Was the confederate nation a nation in the Marxist sense? I wouldn't necessarily say that the southern USA was less of a nation than Palestine in 1917, but its rapid and mostly complete reintegration into the USA really meant that no national conscious emerged distinct from a larger US national conscious.
I would argue that the South is much more of a nation in the Marxist sense than The US, or northern settler nation is. The US as a governing body has instilled in its citizens this myth that despite whatever background you come from you are ethnically an "American", despite obviously touting a protestant English culture. For any cultural entities within The USA, even first nations, they're conveniently placed under this "American" label, and as a colonial republic, much like that of Mexico, Colombia, Brazil, and Canada, an "American" identity is much more political than cultural.
The Southern states have been reintegrated in the sense that most Southerners are now appended to this label, however the South has never been culturally reintegrated. The South and its culture is (for the most part) not the product of a protestant English background, and not The South still has a distinct lingual background and distinct cultural traditions. And I would say this culture does amount, in a sense, to a national conscious. Though, yes, this national consciousness is still appended to the American label.
Thirdly, saying that the North did not declare war to abolish slavery is true, but it no less of an affront to the northern proletarians and peasants who did fight to abolish slavery.
I admire the northerners who fought and died for freedom in the union army during the civil war. I also admire the Southerners who fought and died for freedom in this war. I do not think it is a necessary prerequisite to say their government declared war justly, to say the working class fought that war justly. Just as I do not think it is prerequisite for the Confederacy to have been formed with just political motive, to say that Southerners fought justly.
Dixieland was not the land of New Afrikans anymore than the USA is today.

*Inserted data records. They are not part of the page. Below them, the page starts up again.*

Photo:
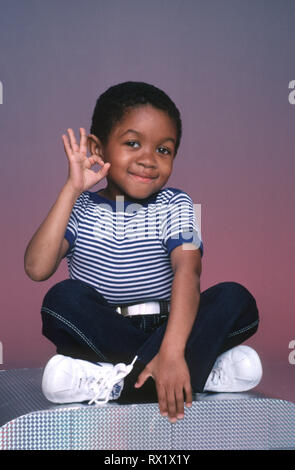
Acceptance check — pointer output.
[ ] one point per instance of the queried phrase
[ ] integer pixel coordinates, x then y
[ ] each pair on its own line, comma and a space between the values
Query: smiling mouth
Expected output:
143, 179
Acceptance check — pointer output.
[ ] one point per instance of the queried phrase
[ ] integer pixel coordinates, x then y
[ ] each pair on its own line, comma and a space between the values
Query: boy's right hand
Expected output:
81, 177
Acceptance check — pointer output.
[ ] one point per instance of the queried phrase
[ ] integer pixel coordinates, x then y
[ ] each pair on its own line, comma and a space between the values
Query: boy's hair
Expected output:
115, 101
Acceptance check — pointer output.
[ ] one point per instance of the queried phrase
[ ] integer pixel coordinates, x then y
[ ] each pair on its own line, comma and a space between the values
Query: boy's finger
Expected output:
162, 400
188, 395
171, 402
67, 146
179, 403
83, 140
73, 141
141, 379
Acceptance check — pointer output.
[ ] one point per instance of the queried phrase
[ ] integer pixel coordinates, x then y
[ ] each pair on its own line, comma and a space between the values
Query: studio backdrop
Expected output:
229, 67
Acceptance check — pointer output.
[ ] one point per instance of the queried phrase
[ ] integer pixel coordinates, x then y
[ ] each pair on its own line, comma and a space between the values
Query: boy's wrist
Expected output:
68, 187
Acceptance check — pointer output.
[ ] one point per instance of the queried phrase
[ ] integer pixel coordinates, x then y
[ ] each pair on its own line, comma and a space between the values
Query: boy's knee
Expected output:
238, 293
61, 291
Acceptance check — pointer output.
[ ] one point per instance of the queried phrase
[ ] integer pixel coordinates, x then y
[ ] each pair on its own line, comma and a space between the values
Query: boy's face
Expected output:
141, 150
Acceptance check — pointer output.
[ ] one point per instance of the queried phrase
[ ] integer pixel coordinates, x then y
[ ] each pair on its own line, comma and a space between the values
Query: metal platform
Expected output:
215, 421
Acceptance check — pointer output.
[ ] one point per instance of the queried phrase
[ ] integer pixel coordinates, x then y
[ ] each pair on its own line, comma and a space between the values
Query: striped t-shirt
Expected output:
123, 249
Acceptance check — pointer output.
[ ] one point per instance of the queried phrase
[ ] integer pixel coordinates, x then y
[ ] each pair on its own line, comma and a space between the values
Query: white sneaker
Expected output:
236, 370
68, 380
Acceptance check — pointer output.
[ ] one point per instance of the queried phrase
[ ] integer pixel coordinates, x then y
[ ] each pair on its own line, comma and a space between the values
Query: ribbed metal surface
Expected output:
231, 421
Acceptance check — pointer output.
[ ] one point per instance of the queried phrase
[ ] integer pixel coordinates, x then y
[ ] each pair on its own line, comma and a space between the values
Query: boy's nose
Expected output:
147, 159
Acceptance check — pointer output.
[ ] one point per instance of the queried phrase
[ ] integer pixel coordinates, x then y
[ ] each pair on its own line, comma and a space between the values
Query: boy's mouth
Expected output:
143, 179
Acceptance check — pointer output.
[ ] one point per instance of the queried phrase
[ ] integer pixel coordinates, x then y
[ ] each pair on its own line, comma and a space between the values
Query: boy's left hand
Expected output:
172, 378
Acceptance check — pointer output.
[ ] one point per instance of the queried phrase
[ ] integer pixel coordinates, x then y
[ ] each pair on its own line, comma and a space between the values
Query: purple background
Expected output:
227, 65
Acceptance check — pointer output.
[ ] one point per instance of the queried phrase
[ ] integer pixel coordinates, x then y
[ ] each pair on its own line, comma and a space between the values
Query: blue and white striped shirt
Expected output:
123, 249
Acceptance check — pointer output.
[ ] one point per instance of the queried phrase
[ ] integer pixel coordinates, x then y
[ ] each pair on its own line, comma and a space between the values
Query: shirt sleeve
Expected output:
71, 232
180, 225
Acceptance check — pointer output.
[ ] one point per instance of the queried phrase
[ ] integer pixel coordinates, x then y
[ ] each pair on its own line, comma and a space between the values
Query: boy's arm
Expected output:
168, 367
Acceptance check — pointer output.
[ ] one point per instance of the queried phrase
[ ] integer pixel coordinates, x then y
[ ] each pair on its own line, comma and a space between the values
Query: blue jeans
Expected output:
82, 324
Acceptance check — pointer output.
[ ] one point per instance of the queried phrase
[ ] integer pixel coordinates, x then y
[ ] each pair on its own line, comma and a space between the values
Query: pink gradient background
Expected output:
227, 65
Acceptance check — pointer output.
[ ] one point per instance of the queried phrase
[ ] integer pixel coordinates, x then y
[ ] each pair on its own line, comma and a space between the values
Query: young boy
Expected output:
134, 256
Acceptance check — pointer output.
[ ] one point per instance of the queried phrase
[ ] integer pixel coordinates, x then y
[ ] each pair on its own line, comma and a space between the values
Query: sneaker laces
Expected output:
102, 385
218, 374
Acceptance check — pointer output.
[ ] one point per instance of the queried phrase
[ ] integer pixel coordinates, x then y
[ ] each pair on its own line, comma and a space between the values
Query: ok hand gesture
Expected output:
81, 177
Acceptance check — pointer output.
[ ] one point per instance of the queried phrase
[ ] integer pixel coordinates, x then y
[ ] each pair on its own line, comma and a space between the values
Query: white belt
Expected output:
148, 308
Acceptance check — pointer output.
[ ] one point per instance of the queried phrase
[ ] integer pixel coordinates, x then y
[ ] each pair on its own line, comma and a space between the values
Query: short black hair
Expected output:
116, 100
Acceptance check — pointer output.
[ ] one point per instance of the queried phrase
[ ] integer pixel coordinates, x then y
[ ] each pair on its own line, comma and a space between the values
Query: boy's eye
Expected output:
133, 144
164, 151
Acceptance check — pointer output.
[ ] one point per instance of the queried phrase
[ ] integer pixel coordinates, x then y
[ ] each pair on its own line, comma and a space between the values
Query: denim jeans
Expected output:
82, 324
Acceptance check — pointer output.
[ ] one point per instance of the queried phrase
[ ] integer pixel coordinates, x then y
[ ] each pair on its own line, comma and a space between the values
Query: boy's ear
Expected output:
94, 145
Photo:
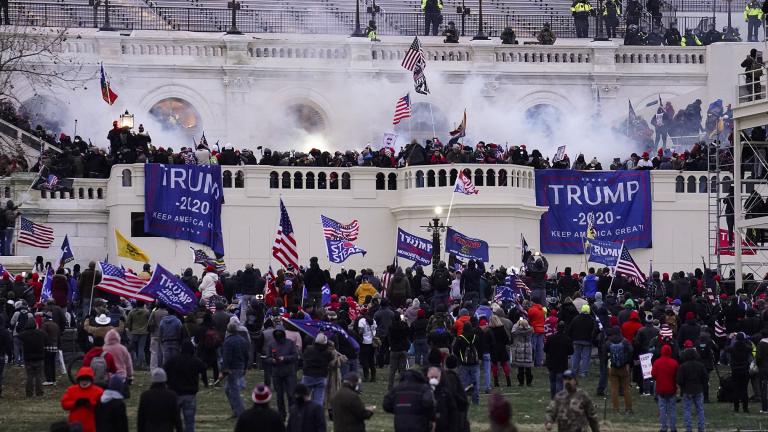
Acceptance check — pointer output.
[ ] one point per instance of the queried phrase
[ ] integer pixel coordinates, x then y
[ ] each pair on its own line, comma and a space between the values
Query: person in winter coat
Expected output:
349, 412
411, 402
691, 376
158, 406
557, 348
522, 352
260, 417
664, 371
110, 414
80, 400
306, 416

I disagree. I believe the African-American nation is a nation in itself, while still being culturally inseparable from the Southern-American settler nation. African-American English is considered by linguists to be a sub-dialect of Southern-American English. This may seem a strange defense in the diffusion of these people into the otherwise European nation of the American South, but language is our sole interface with the social reality. Almost all instruments of Southern culture from our food, to our music, to our language, have dual roots in the cultures of West Africa, and the cultures of the Celtic fringe in Europe. The African-American national consciousness emerged from a group of peoples put into slavery in the American South. Their language and traditions naturally mingled with those of their European slave masters, and the European portion of the proletariat in their new land. The South would not exist (or at least as it does today) without African-American culture as a part of it, and African-American culture would not exist without the European-Americans of the South. This stands even today. The proportionally few African-Americans who live in the north still practice the culture of the South. If you go to Harlem, the dialect you'll hear will have elements from West-African language, Celtic language, and Scots language.

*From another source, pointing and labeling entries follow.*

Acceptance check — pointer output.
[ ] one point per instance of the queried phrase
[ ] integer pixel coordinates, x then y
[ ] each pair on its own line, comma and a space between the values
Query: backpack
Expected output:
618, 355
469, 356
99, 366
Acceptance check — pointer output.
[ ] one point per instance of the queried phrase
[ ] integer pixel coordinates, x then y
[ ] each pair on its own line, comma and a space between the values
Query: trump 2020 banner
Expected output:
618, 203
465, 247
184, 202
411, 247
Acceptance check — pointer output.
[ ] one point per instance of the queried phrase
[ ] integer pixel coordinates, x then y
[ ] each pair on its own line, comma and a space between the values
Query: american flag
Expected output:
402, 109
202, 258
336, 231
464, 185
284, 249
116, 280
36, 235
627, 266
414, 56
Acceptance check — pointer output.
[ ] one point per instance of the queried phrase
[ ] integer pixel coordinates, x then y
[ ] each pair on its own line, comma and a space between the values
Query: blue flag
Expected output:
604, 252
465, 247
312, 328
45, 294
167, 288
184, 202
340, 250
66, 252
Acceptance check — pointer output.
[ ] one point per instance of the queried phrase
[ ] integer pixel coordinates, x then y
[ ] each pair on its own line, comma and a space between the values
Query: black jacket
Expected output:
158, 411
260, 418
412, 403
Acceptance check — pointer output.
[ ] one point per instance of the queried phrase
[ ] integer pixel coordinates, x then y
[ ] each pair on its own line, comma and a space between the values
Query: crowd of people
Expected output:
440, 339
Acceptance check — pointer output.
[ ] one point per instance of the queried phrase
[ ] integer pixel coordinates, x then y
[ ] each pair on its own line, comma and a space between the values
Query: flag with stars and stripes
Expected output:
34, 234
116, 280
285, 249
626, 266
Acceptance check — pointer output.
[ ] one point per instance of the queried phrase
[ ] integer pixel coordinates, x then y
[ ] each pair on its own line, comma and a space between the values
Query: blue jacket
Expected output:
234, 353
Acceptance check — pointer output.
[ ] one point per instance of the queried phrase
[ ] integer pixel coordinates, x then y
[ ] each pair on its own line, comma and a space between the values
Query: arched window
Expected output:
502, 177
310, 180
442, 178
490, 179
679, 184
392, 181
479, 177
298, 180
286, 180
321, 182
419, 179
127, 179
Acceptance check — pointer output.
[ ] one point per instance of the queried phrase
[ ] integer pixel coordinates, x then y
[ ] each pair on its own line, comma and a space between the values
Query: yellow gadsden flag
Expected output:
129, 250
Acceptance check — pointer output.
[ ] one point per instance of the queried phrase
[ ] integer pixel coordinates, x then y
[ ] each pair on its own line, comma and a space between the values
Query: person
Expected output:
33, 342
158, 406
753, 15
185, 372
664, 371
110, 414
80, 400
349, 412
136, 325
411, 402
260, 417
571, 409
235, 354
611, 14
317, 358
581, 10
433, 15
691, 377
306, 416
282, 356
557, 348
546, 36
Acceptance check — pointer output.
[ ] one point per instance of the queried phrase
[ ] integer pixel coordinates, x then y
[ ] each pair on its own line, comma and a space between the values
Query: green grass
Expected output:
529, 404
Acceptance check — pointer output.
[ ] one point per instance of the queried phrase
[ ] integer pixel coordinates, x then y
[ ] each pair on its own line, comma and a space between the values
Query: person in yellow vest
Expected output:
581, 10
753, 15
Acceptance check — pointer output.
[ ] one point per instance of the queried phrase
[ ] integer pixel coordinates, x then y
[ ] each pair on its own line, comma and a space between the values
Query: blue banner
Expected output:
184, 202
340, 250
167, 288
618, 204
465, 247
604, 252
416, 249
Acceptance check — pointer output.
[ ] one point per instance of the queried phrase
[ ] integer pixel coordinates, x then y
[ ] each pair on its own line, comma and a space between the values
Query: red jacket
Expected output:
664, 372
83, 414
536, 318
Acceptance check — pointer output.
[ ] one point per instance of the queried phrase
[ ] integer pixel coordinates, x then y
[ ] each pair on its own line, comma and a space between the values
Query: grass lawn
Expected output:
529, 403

To defend wither nation, especially in the 1860's, when such a reality was actively being produced, when the people in the 3rd world colonies in the mainland USA were even more openly exploited, is tantamount to defending Israeli settlements, because after all, the settlements are the settlers homes.
I do not defend the aggressive Israeli settlement of Palestine whatsoever. However I would not condemn a child born into an Israeli settlement. The difference is that the Israeli settlement of Palestine was born out of universal national political motive. The European settlement of what is today The USA was largely forced on the populace of England's subjects, or otherwise born out of exploitation of the working class throughout England itself. The capitalist class of England expunged large swaths of the working class within The Kingdom of England, and later The Kingdom of Great Britain, to its American colonies. Most of those in the American South came from the Scottish highlands, Ulster, and Wales. Yes, there were also bourgeois Scots and Englishmen who settled the lowcountry of the American South. The descendants of those would become the slavemasters of the lowcountry who vouched for secession, and as I've stated, I do not believe the Confederate States seceded with just cause. I support the working class of the South whom were simply defending their homes, and albeit as the populace a settler nation, had no active political agenda to leech off of the American land.